Sometimes inspiration would hit them square in the head. After being awoken every
morning by sunlight creeping through a crack in his blinds, Jacob sat down and
wrote the funky "Sunshine." Ebullient, joyful, and full of hope, it owes a debt to late
soul singer Bill Withers. "He definitely inspired the beat to that song," John says.
Still other sounds on the project appeared as happy accidents. While Jacob was
working on the harmony-rich relationship tune "Tomorrow," his guitar amp failed
and began to emit a single droning note. He loved it and incorporated it into the
track. "It's a sad song that we made into a love song," he says.
But it's the mystical, unexplainable feeling of being somewhere before that defines
Automatic World. The songs "Fever Dream," "Cherry Blossom," and "Been Here
Before" all allude to déjà vu. For a group whose members have been playing
together in various bands since high school and spent the past few years on the
road, it makes perfect sense: They have shared musical memories and a clear
consensus about where the Brummies are headed.
"We do whatever comes natural to us.
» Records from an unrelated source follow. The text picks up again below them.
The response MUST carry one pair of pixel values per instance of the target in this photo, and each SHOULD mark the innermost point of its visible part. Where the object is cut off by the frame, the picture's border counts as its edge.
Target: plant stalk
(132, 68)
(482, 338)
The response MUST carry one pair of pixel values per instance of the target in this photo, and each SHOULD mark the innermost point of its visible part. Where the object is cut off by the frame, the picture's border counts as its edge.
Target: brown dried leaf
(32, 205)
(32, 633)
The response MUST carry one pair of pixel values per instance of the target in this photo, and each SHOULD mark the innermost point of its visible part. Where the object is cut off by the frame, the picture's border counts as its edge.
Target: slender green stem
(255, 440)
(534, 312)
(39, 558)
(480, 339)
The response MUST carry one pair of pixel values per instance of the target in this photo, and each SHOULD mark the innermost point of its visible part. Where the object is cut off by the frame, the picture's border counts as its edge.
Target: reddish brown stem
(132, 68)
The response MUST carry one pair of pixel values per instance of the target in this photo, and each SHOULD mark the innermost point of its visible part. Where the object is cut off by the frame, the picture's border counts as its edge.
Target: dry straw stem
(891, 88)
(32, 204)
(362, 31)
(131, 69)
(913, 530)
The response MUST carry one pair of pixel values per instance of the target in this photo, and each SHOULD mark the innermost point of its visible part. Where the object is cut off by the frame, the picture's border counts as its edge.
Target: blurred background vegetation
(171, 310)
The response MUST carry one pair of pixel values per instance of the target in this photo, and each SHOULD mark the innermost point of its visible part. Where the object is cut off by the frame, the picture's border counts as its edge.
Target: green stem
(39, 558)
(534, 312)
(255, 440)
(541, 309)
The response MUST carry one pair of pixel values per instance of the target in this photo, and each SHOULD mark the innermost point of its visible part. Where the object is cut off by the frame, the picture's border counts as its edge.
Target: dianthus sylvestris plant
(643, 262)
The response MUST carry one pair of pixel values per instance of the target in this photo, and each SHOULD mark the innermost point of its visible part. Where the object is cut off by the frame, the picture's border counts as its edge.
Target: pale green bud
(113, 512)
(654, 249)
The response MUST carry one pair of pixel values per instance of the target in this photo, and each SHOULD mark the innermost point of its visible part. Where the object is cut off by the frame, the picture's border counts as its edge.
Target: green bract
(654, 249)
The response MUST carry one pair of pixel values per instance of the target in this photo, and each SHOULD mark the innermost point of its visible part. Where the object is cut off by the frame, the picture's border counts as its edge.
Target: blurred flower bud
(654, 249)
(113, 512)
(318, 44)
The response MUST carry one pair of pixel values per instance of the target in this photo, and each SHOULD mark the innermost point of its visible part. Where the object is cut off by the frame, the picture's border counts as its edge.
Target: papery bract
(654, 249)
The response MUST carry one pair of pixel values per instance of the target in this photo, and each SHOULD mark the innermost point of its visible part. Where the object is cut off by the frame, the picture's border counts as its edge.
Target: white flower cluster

There is nothing overly intentional. You think
about bands that you listened to as you grew up, and when they came out with
something completely different than what they did before, you wondered why they
didn't do the same thing," John says. "But bands have to follow whatever that thing
is that's pushing them forward or inspiring them. You live for those moments."
Automatic World is one of those moments. And just like its déjà vu theme, it's one
that music fans will want to experience over and over.